Much has happened since our last meeting in Budapest. First of all, following the September 11 attacks, Ukraine has stood shoulder to shoulder with the Allies and other partners in the campaign against terrorism.

Second, we were able to review today an impressive level of dialogue and cooperation between NATO and Ukraine, and the role of our Distinctive Partnership, especially in strengthening stability and security in the Balkans.

We are proud of our achievements, but this is not the time for complacency, impatience or disengagement. The Balkans remains an area of sensitivity and we stand close together in what we do.

We have stepped up the intensity and scope of concrete cooperative projects. The Work Plan for 2002 offers a rich and promising menu. This was illustrated today at the beginning of the ministerial meeting through the signing of a “Memorandum of understanding between Ukraine and the NATO Maintenance and Supply Organisation (NAMSO)”. This important project involves the destruction of over 400,000 landmines in Ukraine, to be managed with the assistance of NATO’s largest agency NAMSO and financial support from Canada, Hungary and Poland.

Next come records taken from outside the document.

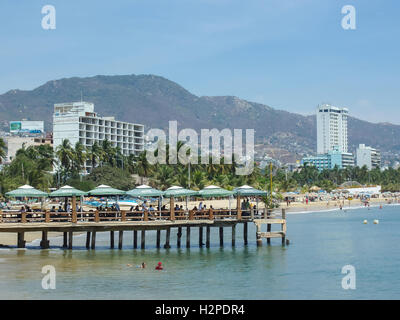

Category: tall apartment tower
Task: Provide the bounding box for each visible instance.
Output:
[317,104,349,154]
[53,101,144,171]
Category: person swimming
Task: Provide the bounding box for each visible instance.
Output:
[156,262,164,270]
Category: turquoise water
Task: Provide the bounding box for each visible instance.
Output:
[0,206,400,299]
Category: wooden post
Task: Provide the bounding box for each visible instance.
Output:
[140,230,146,249]
[208,208,214,220]
[219,227,224,247]
[17,232,25,248]
[282,208,286,220]
[243,222,247,245]
[232,224,236,247]
[169,197,175,221]
[86,232,90,249]
[91,231,96,249]
[40,231,50,249]
[164,228,171,249]
[71,196,78,223]
[156,229,161,249]
[44,210,50,223]
[267,210,271,244]
[68,231,73,250]
[236,194,242,220]
[63,232,68,248]
[133,230,137,249]
[199,227,203,248]
[118,230,124,250]
[94,210,100,222]
[110,231,114,249]
[206,226,210,248]
[186,227,190,248]
[256,223,262,247]
[176,227,182,248]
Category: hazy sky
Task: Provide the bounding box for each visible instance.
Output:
[0,0,400,124]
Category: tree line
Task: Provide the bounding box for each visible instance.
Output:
[0,139,400,194]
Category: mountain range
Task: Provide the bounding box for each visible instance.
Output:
[0,74,400,161]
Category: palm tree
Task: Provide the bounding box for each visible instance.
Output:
[136,152,152,183]
[87,141,103,168]
[192,170,206,190]
[155,165,174,189]
[73,141,87,172]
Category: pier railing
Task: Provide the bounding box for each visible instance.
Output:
[0,208,274,223]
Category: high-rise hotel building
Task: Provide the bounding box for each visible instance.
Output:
[317,104,349,154]
[53,102,144,171]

Finally, we strongly reaffirmed our political determination to ensure that NATO-Ukraine relationship has a solid future. Ukraine matters to NATO. The Allies consider that its independence and prosperity are essential elements of European security and stability. A prosperous and fully democratic Ukraine, living in peace with its neighbours, will always be a valued partner and friend of NATO.

I am therefore delighted to welcome, among his many friends, Foreign Minister Zlenko and to thank him for the contribution he has made for today’s NATO-Ukraine Commission meeting.